Background/Purpose: Osteoporosis is a bone disease characterized by low bone mass and changes in bone architecture, leading to pain and reduced mobility in patients. Glucocorticoid-induced osteoporosis (GIOP) is the best known form of secondary osteoporosis. Glucocorticoids (GC) are commonly used to treat inflammation, such as in rheumatic diseases. However, GC use can have a negative effect on the skeletal system and lead to osteoporosis.

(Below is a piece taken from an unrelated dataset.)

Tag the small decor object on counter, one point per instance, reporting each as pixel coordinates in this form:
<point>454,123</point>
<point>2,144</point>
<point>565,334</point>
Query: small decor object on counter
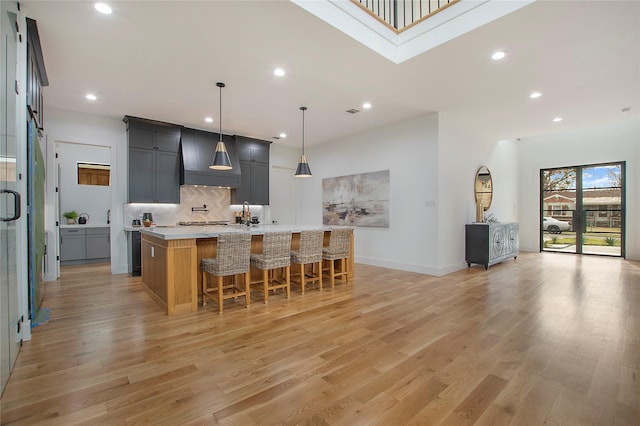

(i) Establishing and characterizing a human in vitro bone model consisting of osteoblasts and osteoclasts embedded in β-TCP (“healthy” bone model), (ii) treatment with dexamethasone to induce GIOP (“osteoporotic” bone model) and (iii) using this model as a testing platform for the treatment of osteoporosis.

Methods: Our model includes osteoblasts and osteoclasts, which are mainly responsible for bone remodeling. We defined an osteoclast differentiation protocol using low-attachment plates and cultured the cells for 21 days in ∝MEM medium, 5% FCS, 5% human AB serum, 2 mmol L-glutamine, 25 ng/ml M-CSF, and 50 ng/ml RANKL. To provide the basic scaffold for the structure of the “healthy” bone model, mesenchymal stromal cells (MSCs) were seeded on β-tricalcium phosphate (β-TCP). This bone model, consisting of differentiated osteogenic cells, was fully characterized in our previous work [1].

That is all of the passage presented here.